US tax battle: Kansas more complicated than critics condemn it for
A heated tax battle is brewing in Kansas that could have major implications on future fiscal reforms throughout the United States. After Gov. Sam Brownback and the Republican-controlled State Legislature passed reforms lowering income tax rates among other tweaks to the code, critics are raising alarms about declining revenues. So, “What’s the Matter With Kansas?,” to borrow the famous question by Thomas Frank. The answer is more complicated than both sides of the aisle make it out to be.
Over the past two years, Kansas has passed a pair of tax reform packages that are scheduled to phase in over six years, with full implementation scheduled in 2018. First, the reforms decreased both of the state’s two income tax brackets. Earnings under $30,000 were lowered from three per cent to 2.3, and earnings over $30,000 were lowered from 4.9 per cent to 3.9 per cent.
Second, the sales tax was amended to 6.15 per cent starting July 2013 from its previous rate of 6.3 per cent. Although this change appears as a cut at first glance, it’s not considering the rate was previously scheduled to drop to 5.7 percent. Third, the reforms made a number of minor changes such as reducing the value of itemised deductions, decreasing standard deductions for married individuals filing jointly and heads of households, restoring the low-income food credit, and ending a itemised deduction for gambling loss.
Finally, the reforms eliminated taxes on pass-through income from supposedly “small businesses” such as limited liability companies (LLCs), S corporations, partnerships, farms, and sole proprietorships. This last change would later prove to be critical to the current debate. In short, the reforms were a mixed bag of cuts and hikes that were expected to modestly reduce revenue yet attract new economic activity. Although nowhere near perfect, the reforms were generally embraced by the center-right in Kansas and across the country, especially for its attempt to facilitate a friendlier business climate in a state surrounded by competitors like Texas and Wyoming, who levy no individual or corporate income tax.
Unfortunately, the reform’s results are not quite what the state was expecting so far. As Josh Barro explains in a recent New York Times article, Kansas receive $369m of tax revenue in April and May of this year — a whopping $282m below the $651m it was expected to collect. Meanwhile, the state’s job growth continues to lag behind the national average.
Brownback loyalists point the finger at the federal government, which raised the capital gains tax in 2013. As Will Upton of Americans for Tax Reform points out, the Congressional Budget Office itself hypothesized that “higher-income taxpayers, anticipating changes in tax law, realized more income in 2012,” leaving states like Kansas with inaccurate revenue projections for forthcoming years.

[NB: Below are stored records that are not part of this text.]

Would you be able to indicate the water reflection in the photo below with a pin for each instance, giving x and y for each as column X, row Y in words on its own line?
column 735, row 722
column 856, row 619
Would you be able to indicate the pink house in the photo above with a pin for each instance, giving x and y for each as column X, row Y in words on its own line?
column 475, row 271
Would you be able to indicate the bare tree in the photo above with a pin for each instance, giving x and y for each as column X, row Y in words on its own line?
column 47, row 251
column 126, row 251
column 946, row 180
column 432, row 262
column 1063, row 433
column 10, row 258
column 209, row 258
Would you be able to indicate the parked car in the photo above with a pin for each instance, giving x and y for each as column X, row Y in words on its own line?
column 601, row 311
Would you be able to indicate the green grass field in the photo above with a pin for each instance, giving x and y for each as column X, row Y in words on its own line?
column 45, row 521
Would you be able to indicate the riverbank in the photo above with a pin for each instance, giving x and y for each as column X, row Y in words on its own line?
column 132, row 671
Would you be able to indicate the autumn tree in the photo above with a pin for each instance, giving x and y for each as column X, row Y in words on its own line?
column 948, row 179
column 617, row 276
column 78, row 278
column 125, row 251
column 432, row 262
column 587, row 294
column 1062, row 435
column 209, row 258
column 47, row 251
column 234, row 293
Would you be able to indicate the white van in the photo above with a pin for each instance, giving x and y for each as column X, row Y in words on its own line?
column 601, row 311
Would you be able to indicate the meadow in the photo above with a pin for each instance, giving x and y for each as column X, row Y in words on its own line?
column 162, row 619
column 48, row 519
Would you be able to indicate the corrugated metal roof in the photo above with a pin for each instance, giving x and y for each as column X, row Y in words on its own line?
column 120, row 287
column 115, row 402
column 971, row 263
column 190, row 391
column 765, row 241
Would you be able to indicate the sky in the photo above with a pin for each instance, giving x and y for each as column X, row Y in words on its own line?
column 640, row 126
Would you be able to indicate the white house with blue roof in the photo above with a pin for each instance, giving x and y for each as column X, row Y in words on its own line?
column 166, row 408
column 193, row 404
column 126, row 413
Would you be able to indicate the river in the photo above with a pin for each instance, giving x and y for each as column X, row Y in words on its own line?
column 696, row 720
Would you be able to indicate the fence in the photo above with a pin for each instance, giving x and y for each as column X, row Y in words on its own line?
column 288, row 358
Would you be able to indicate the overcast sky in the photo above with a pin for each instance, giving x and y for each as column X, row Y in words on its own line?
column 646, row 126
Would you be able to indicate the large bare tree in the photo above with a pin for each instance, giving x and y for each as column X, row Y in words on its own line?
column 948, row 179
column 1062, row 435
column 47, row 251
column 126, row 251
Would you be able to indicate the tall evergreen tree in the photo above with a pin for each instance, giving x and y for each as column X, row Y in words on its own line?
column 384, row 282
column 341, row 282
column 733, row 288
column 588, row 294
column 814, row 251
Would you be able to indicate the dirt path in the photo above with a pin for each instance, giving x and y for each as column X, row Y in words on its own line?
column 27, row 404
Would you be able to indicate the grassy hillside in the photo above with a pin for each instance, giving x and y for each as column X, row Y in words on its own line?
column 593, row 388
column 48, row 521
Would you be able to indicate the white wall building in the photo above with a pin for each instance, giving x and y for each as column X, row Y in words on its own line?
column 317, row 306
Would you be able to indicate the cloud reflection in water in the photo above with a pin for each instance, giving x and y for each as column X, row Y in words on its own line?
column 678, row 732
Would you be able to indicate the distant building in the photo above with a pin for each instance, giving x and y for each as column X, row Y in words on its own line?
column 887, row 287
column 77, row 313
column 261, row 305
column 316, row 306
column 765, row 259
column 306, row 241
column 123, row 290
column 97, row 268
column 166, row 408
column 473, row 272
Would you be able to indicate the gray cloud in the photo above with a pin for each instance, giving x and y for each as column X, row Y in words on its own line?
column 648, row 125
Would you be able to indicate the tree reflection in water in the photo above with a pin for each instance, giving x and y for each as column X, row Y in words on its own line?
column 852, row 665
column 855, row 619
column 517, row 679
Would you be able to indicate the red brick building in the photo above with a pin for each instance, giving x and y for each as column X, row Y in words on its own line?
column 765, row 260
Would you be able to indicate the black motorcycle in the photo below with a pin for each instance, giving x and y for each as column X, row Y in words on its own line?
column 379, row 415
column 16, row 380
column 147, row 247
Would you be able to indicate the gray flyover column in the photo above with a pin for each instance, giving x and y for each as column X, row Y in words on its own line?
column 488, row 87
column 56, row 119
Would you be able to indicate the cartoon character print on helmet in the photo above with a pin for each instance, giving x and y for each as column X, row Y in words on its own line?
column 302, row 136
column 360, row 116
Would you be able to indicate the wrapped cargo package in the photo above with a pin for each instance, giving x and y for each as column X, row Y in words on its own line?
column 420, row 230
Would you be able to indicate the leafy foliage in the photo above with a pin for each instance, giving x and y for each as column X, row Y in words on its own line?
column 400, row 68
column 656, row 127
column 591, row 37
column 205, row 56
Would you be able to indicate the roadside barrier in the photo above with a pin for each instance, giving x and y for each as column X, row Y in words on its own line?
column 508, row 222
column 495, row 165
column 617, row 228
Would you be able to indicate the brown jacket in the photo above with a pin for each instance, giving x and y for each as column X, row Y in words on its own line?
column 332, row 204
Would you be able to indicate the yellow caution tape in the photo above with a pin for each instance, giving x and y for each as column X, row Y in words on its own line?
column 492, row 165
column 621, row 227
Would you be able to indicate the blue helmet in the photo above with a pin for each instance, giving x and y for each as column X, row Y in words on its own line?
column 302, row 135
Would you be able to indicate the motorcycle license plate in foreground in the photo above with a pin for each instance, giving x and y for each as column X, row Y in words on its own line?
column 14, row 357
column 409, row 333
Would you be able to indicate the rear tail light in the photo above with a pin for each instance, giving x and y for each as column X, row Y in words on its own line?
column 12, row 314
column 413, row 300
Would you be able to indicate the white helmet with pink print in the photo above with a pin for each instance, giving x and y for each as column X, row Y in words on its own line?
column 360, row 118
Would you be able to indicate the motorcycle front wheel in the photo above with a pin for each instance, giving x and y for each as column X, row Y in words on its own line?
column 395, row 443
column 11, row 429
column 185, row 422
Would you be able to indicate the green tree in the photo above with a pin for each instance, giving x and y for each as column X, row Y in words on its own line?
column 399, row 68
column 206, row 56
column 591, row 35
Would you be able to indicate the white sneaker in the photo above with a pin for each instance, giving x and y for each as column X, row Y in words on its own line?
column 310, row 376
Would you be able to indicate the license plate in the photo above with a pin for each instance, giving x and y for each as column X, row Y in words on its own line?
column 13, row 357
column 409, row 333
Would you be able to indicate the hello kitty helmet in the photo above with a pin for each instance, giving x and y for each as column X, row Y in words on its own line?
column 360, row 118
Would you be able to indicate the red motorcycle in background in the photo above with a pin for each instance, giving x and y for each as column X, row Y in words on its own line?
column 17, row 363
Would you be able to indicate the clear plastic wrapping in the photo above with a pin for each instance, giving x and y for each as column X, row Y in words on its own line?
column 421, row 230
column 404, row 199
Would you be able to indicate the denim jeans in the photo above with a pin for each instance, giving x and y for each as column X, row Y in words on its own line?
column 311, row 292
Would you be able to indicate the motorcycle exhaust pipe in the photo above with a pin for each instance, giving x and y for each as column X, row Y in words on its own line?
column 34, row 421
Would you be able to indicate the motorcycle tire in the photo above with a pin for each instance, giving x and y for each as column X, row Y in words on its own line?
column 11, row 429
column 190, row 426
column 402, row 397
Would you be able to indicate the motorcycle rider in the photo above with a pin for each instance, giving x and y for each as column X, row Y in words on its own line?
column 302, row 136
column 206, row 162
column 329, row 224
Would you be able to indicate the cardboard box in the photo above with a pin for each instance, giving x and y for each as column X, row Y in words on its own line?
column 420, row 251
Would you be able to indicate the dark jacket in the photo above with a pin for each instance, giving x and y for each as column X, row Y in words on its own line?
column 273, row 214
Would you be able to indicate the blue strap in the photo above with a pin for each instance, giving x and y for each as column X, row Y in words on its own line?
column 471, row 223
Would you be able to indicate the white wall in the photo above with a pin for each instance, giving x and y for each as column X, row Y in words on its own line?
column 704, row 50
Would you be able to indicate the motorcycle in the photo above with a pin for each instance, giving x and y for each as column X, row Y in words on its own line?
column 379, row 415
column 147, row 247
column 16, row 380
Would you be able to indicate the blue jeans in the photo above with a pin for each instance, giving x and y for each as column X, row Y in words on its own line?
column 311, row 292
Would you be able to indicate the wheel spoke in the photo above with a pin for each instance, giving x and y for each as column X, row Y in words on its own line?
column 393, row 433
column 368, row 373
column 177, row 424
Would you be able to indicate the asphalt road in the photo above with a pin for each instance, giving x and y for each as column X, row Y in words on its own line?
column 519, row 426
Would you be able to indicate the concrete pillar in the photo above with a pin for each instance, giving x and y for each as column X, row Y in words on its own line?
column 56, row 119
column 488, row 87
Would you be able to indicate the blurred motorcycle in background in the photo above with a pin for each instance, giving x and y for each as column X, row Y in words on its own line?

Meanwhile, critics on the left like Barro point to the reform’s pass-through income exemption as a major source of the problem, speculating that companies could be converting to a different form of enterprise like an LLC to avoid taxation. They contend that this is a dangerous loophole because big firms can disguise themselves as “small businesses” with a little legal work and avoid taxation altogether. In fact, firms with over $10m in revenues account for 60 per cent of pass-through revenues, according to the Tax Policy Center’s Don Marron.
While the heated debate continues, both sides may be right. There’s no denying that the federal government’s capital gains tax hike had an effect on revenue collection as CBO readily admits to. Yet, at the same time, the state’s shoddy exemption of pass-through earnings unquestionably encourages individuals to take advantage of the new loophole. In fact, several center-right reform advocates pointed out the perverse incentives in 2012, such as the Tax Foundation.
Yet, one state’s small mistake doesn’t disprove the value of tax reform altogether, as alarmist critics like Vox’s Andrew Prokop would have the public believe with headlines like “Kansas was supposed to be the GOP’s tax-cut paradise. Now it can barely pay its bills.” Economic evidence proves that states with lower taxes and spending grow faster on almost every metric imaginable — gross domestic product, population, employment, and personal income. The lesson for states moving forward is not to avoid tax reform, but rather to ensure that their tax base is broad enough to avoid loopholes like in Kansas.